Quando o prolífico sportinguista saiu de cena, era ele o mais consagrado ponta de lança português e por isso, além dos insistentes convites de grandes clubes como o Benfica, Sporting e Belenenses, também os grandes da capital espanhola, Atlético madrileno e o poderoso Real, disputavam os seus préstimos. O Atlético deu tudo, ou quase tudo: 150 mil pesetas pela transferência (179 contos), 2500 de ordenado, cedência de três jogadores e realização de jogo amigável em Elvas, sem custos para os da casa.

Patalino rejeitou, como rejeitou, a derradeira aproximação do Sporting, que o levou mais Ben David e Serafim das Neves (Belenenses) para uma digressão ao Brasil em 1951. Procurava-se ainda o sucessor de Peyroteo. Derrotas com o Nacional de Montevideo (1-2) e Vasco da Gama (1-5) deram a resposta: Patalino tinha marcado os dois golos portugueses, era a hora do alentejano dar asas ao seu talento e cumprir a grande carreira que merecia. Rejeitou.

Desceu com o seu Elvas e em 1952 transferiu-se para o Lusitano de Évora, onde acabou a carreira como… extremo-direito, numa decisão que revela o seu carácter excêntrico de tão simples – jogaria onde as suas gentes precisassem dele.   

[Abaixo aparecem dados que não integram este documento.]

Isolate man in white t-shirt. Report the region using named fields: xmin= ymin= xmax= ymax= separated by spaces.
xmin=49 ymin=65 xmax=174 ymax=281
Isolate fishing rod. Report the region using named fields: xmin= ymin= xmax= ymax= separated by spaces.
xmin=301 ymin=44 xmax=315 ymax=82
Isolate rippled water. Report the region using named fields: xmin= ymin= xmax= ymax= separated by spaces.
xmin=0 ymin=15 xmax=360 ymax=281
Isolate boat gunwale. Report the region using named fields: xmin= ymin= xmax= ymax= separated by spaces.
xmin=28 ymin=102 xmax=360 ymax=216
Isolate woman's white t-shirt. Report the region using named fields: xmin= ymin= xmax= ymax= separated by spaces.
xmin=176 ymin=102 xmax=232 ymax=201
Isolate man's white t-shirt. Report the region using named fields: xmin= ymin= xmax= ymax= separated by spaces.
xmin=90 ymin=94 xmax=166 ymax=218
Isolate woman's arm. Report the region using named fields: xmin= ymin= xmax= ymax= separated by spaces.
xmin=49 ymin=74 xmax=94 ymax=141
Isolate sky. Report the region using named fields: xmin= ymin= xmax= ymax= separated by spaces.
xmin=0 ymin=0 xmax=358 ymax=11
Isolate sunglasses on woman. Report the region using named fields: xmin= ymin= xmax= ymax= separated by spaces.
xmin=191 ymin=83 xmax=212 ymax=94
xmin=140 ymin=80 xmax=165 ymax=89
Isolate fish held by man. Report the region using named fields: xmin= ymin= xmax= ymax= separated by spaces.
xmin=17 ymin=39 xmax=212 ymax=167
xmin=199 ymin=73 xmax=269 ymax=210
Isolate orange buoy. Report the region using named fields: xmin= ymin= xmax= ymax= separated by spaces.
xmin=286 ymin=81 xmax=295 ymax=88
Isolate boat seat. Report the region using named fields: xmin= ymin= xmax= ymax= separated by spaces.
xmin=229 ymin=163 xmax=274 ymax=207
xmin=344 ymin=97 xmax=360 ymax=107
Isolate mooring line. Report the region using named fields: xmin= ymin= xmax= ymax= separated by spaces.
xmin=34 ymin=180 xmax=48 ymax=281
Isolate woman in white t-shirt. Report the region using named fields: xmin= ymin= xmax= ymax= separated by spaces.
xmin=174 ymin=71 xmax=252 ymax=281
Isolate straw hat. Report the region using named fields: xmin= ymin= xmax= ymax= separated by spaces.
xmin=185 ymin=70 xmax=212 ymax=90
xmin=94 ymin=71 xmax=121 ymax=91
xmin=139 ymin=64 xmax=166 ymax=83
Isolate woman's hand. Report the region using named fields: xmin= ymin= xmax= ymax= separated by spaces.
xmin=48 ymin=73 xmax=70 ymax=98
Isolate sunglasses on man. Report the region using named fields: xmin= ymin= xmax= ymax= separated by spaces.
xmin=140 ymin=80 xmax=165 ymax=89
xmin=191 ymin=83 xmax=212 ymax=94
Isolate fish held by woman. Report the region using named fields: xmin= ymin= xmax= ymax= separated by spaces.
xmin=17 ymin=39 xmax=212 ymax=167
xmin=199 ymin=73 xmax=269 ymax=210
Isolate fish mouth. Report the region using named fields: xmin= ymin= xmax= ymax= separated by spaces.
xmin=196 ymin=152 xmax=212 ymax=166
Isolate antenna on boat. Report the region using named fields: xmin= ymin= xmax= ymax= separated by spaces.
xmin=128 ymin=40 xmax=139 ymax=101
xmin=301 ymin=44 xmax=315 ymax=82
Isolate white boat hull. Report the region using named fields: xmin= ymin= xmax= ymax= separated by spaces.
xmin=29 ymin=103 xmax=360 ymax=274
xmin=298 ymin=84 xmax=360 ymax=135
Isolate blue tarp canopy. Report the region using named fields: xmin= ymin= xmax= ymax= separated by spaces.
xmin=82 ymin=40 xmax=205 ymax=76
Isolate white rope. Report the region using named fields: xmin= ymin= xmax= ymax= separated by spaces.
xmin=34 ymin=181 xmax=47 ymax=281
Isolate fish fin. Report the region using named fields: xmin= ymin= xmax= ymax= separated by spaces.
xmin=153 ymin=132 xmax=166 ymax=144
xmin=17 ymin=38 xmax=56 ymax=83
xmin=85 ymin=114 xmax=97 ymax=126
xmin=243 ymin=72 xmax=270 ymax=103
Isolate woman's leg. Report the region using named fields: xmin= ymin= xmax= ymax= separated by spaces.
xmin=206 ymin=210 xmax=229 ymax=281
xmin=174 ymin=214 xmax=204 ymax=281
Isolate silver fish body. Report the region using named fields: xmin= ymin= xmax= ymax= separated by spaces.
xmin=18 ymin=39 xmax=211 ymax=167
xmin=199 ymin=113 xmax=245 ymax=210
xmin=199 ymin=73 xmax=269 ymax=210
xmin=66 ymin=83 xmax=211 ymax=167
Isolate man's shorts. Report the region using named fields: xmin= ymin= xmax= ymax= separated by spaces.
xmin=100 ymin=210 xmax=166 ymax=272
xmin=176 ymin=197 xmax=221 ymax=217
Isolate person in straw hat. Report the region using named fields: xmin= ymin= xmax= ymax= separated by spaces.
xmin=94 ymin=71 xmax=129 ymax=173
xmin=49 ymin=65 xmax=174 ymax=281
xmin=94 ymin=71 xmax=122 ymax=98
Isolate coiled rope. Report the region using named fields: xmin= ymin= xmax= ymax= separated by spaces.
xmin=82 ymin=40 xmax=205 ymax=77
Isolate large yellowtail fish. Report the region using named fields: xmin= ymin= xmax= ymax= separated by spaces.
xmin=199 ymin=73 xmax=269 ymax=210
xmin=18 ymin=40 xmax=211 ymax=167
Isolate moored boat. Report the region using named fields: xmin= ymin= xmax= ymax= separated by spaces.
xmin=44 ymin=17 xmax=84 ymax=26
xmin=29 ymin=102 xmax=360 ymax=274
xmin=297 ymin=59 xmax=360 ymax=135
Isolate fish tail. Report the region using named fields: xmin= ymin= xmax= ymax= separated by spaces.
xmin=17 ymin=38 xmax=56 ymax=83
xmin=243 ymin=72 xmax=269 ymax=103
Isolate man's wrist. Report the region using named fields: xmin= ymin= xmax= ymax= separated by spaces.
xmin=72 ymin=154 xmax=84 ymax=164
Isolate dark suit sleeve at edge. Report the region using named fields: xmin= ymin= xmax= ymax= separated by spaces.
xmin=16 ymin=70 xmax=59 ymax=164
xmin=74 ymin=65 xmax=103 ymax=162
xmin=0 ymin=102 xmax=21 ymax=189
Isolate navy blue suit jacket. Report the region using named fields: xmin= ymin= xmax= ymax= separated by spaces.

Revelador gesto da gratidão alentejana: o estádio da sua Elvas é hoje conhecido como o Domingos Patalino, ou Campo Patalino para os mais íntimos.

2.

Ben David – Cabo-verdiano abençoado com o talento dos mais famosos e a humildade dos mais virtuosos. Henrique Ben David dá nas vistas no Mindelense e logo é recrutado pelos poderes da Metrópole, em 1946.

Da CUF tinham-lhe prometido lugar na equipa de futebol e emprego como mecânico automóvel – mas quando chega, percebe que tinha havido volta-face e se suspendia temporariamente o futebol na empresa. Estava à espreita o Atlético, que aproveitou, oferecendo-lhe 500 escudos por mês. Melhor que nada. De extremo e interior criativo transformou-se, com o tempo, em elegante finalizador.

Em 1950, recebia-se a Inglaterra no Jamor, primeiro encontro depois dos catastróficos 10-0. Na tal fase da procura incessante pelo sucessor de Peyroteo, desfiavam-se na opinião pública três opções: Cabrita, o craque todo o terreno do Olhanense, Patalino, o tanque de Elvas, e Arsénio, o enérgico benfiquista. O seleccionador Salvador do Carmo foi contra a corrente e chamou Ben. Mesmo tendo ele acabado de fazer 21 golos em 49/50 e a caminho dos 26 em 50/51, empertigaram-se as gentes com a decisão. Não tinha outra escolha Ben senão mostrar em campo o raro talento – bisou, e o 3-5 final é uma clara evolução.

Obviamente, a fama ecoou Europa fora. Em 1951, o Stade Français, que tinha descido da Ligue 1 e pretendia voltar imediatamente (como acabou por fazer), tencionava construir equipa capaz de grandes feitos – em Ben David viram figura de cartaz e o avançado certo para o seu projecto.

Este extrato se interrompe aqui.